Re: How to add missing part in a Hash of Array
by ww (Archbishop) on May 01, 2014 at 11:49 UTC
    What have you tried?

    This is not a code-writing service; it's a tutorial, in the sense used by the British U.

    Cf: On asking for help and How do I post a question effectively?

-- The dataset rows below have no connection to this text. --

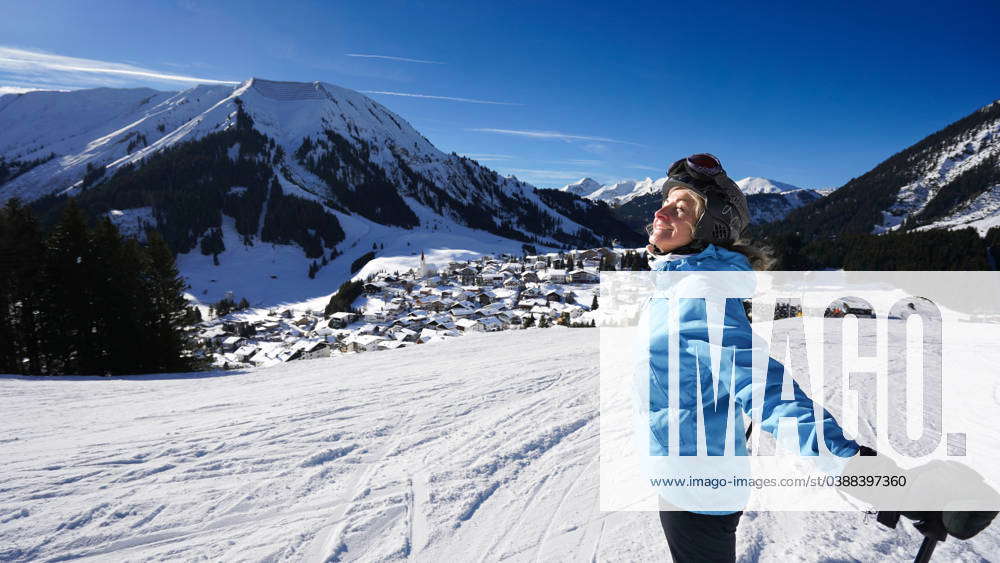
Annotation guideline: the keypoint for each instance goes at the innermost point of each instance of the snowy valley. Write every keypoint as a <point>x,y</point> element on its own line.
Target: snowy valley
<point>482,448</point>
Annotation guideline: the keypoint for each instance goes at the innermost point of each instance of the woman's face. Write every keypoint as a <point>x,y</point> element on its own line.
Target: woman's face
<point>675,220</point>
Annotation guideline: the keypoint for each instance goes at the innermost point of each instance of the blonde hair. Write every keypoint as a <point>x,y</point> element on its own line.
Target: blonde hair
<point>699,208</point>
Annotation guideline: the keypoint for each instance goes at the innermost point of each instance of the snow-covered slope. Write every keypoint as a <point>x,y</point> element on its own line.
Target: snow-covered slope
<point>753,185</point>
<point>482,448</point>
<point>271,177</point>
<point>944,180</point>
<point>624,191</point>
<point>766,207</point>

    Update: I asked AnomalousMonk for a suggestion for better phrasing of what even I knew (at the time) to be fair game for requests to distinguish the "tutorial" in para 2 from the sense of "tutorial" at Wossamotta U. He offered an excellent response:

    Maybe something like "... a tutorial, in the sense used by the British U, i.e., a collegiate effort at self-directed learning — and we, your colleagues, are here to help your effort."

    Please direct any further upvotes to Re^2: How to add missing part in a Hash of Array and its author!



    Quis custodiet ipsos custodes. Juvenal, Satires

      As opposed to the sense used by Wossamotta U?